I diritti nella convivenza more uxorio
La convivenza more uxorio è il rapporto affettivo che lega due persone in comunione di vita, cioè per la convivenza more uxorio senza il vincolo del matrimonio.
Nel 1993, la Suprema Corte di Cassazione dichiarò che questo tipo di convivenza non contrasta con il buon costume, l’ordine pubblico e le norme imperative.
Coloro che scelgono oggi la convivenza more uxorio devono avere presente la legge Cirinnà del 2016.
Secondo la legge il contratto deve essere registrato presso l’ufficio anagrafe del Comune di residenza e, a differenza del matrimonio, stabilisce che cosa ognuno deve apportare alle necessità della famiglia sia durante la convivenza sia se questa finisse.
Oltre a supporre il passo definitivo per vivere insieme ed essere riconosciuti come coppia di fatto, anche un primo passo per un’eventuale separazione.
Secondo la legge, se la casa nella quale abita una coppia in convivenza more uxorio appartiene ad uno dei partner, l’altro non ha nessun diritto sull’immobile e viene ritenuto un ospite.
In caso di decesso del proprietario, l’altro convivente subentra nel contratto di affitto e mantiene il diritto di abitazione per un periodo proporzionale alla convivenza, tra i due e i cinque anni.
Se ci sono dei figli minorenni o disabili, il convivente può restare nell’abitazione non meno di tre anni, non eredita la casa se non ci sono precise disposizioni in un eventuale testamento.
La Corte di Cassazione si è espressa in senso contrario. In una sentenza ha affermato che la convivenza more uxorio, dando vita a un consorzio familiare, determina sulla casa di abitazione comune un potere di fatto basato su un interesse proprio del convivente ben diverso da quello derivante da ragioni di mera ospitalità, e il convivente non proprietario non è un semplice ospite ma un membro della famiglia a ogni effetto.
Sempre secondo la Suprema Corte, questo convivente ha titolo in un negozio giuridico di tipo familiare.
L’estromissione violenta o clandestina dalla casa compiuta dal convivente proprietario ai danni dell’altro lo legittima alla tutela possessoria e ad esperire l’azione di spoglio, pretendendo, anche per vie legali, di non essere mandato via nell’immediato.
La stessa Corte è ritornata di recente con un’altra sentenza, stabilendo che il diritto personale di godimento della casa viene acquistato dal convivente more uxorio in dipendenza del titolo giuridico individuato dall’ordinamento nella destinazione dell’immobile ad uso abitativo dei conviventi. Il partner non proprietario può disporre di quella casa sino a che dura la convivenza.

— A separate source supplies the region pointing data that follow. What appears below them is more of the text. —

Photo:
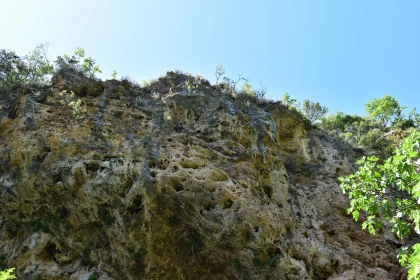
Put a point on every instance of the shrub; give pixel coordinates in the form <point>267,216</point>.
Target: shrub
<point>7,274</point>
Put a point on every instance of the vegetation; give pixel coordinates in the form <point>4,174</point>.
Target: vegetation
<point>7,274</point>
<point>78,63</point>
<point>381,130</point>
<point>390,191</point>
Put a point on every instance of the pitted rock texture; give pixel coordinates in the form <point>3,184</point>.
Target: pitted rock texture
<point>190,185</point>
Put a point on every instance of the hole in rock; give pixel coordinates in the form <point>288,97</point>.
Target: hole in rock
<point>268,191</point>
<point>227,204</point>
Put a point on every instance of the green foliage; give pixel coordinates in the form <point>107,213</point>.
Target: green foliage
<point>32,68</point>
<point>7,274</point>
<point>78,62</point>
<point>390,191</point>
<point>94,276</point>
<point>39,68</point>
<point>248,90</point>
<point>313,111</point>
<point>339,122</point>
<point>145,83</point>
<point>384,110</point>
<point>114,75</point>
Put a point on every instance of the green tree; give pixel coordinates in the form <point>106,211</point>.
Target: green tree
<point>249,90</point>
<point>339,122</point>
<point>7,274</point>
<point>390,191</point>
<point>313,111</point>
<point>12,69</point>
<point>78,62</point>
<point>114,75</point>
<point>384,110</point>
<point>39,68</point>
<point>32,68</point>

Se ci sono dei figli minori, la destinazione di un immobile a casa familiare e la conseguente relativa assegnazione al convivente, frutto di un contratto di comodato, collocatario dei figli non viene meno se il possessore abbia trasferito la proprietà del bene.
IN caso di separazione dei conviventi more uxorio, la legge non prevede un assegno di mantenimento.
Un’eccezione si ha quando uno dei due versi in condizioni economiche di necessità, in questo caso, l’altro è tenuto a passare una cifra per gli alimenti in misura e durata equivalente al tempo di convivenza.
La legge riconosce pari diritti ai figli nati nell’ambito di una convivenza more uxorio rispetto a quelli venuti al mondo da una coppia sposata.
La procedura da seguire per l’affidamento dei figli in caso di separazione è la stessa,senza l’accordo tra i conviventi, questi si possono rivolgere al Tribunale dei Minori e spetterà al giudice stabilire il diritto di visita, l’assegno di mantenimento, l’affidamento e l’assegnazione della casa familiare.
I figli hanno anche il diritto a mantenere un rapporto adeguato con il genitore dal quale vengono separati.
Secondo gli Ermellini, il coniuge che crea un’altra famiglia, anche se basata sulla convivenza more uxorio, rompendo ogni legame con quella precedente, ad esempio avendo divorziato, non è tenuto a versare l’assegno di mantenimento all’ex moglie o marito, perché creare un’altra famiglia, anche di fatto, fa venire meno ogni presupposto per la riconoscibilità dell’assegno, che resta definitivamente escluso.